A great deal of scientific investigation is being done regarding the neuroscience of consumer decision-making. Research has shown that we make certain decisions based on how our brains view the world, our attitudes and our accumulated experiences--memories--of particular brands. As an example, for some of us, as long as the brands we have chosen continue to provide the same positive experiences over and over again, we continue to buy them and a habitual buying pattern is formed. This habitual buying pattern can become automatic, and cuts out the competition. It is only when an advertiser has created something "unexpected"--a contradiction in our experience of the world--that our automatic response is negated, and we potentially explore other options.
According to some of the presenters whose sessions I attended at TMRE 2013, the most powerful brands, those that have the potential to deliver something unexpected or "contradictory," develop human-centered brand strategies. For example, Zipcar's mission when it comes to their brand experiences revolves around "keeping it simple," and "obsessing about the customer." Sundance was able to accomplish its goal of shedding its artsy stereotype by listening to what viewers wanted and bringing the "unpredictability and excitement" more mainstream viewers wanted to their programming. Both companies developed strategies that strongly represent the fulfillment of their consumer and viewers' needs and the development of emotional ties with the brands. At TMRE 2013, one particular message was clear: brands need to adopt a human-centered mission in order to capture a consumer's attention, and should strive to create meaningful campaigns and experiences around this mission.

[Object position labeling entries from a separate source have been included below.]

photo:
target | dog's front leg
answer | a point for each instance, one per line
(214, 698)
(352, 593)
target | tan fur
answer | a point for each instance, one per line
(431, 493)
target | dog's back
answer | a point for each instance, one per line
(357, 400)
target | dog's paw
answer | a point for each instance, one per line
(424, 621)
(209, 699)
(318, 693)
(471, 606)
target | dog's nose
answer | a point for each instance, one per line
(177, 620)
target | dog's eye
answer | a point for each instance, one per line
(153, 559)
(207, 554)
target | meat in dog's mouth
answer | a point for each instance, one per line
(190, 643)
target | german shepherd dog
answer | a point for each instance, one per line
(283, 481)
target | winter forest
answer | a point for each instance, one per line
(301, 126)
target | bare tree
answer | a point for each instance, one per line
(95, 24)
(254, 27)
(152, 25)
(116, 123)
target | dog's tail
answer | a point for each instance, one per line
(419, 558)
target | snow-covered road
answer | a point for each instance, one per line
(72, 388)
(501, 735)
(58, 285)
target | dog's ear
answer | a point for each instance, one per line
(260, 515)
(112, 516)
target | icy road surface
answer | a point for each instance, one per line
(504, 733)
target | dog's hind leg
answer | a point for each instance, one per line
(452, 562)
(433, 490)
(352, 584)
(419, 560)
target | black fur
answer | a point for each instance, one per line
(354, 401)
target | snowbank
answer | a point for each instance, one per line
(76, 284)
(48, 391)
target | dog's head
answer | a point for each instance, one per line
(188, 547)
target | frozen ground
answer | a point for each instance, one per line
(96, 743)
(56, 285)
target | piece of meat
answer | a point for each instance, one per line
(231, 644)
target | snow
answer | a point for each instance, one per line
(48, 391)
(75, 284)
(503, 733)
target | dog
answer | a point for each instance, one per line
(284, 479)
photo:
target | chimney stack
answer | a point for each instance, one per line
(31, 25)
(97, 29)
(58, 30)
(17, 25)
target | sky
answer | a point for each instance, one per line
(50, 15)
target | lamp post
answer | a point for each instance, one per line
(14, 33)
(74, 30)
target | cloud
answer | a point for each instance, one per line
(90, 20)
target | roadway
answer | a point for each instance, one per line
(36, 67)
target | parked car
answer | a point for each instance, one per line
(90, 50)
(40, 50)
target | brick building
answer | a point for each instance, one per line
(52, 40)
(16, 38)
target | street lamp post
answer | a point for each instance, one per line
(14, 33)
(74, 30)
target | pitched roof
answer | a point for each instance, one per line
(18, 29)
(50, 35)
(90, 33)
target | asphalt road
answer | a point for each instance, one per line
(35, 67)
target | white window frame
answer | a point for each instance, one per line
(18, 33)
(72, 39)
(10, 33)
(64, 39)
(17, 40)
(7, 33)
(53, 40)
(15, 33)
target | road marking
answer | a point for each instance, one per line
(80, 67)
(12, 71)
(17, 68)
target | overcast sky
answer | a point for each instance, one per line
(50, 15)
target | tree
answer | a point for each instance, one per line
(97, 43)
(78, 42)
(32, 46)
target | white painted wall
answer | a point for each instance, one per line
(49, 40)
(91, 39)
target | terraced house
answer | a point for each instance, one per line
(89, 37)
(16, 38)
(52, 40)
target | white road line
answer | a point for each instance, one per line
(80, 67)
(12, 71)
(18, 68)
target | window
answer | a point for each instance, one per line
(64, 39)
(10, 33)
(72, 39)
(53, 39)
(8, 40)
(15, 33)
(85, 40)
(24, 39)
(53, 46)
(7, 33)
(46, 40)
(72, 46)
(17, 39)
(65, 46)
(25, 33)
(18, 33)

Participants of the various sessions I attended also agreed on one other thing: impactful business decisions that have the potential to cut through the clutter of competition and automatic purchasing behavior are only as strong as the insights provided from a well-developed research program. Clearly defined objectives are needed, and an experienced research team that can design and execute an appropriate and relevant research strategy is indispensable. For example, Sundance's aspirations necessitated a mixed method approach that included large segmentation studies and subsequent deep dives. The research findings allowed the content provider to add the "unpredictability" and "excitement" it needed to satisfy the needs of its untapped market.
Admittedly, as I walked away from some of these sessions, I couldn't help but think about my own purchases and marveled at how much of an automaton I can be. Does that say something about my personality? Do I buy certain brands because of own particular experiences with them and what they do for me? Am I just mesmerized by hype or marketing campaigns?
Maybe it's all in my brain after all.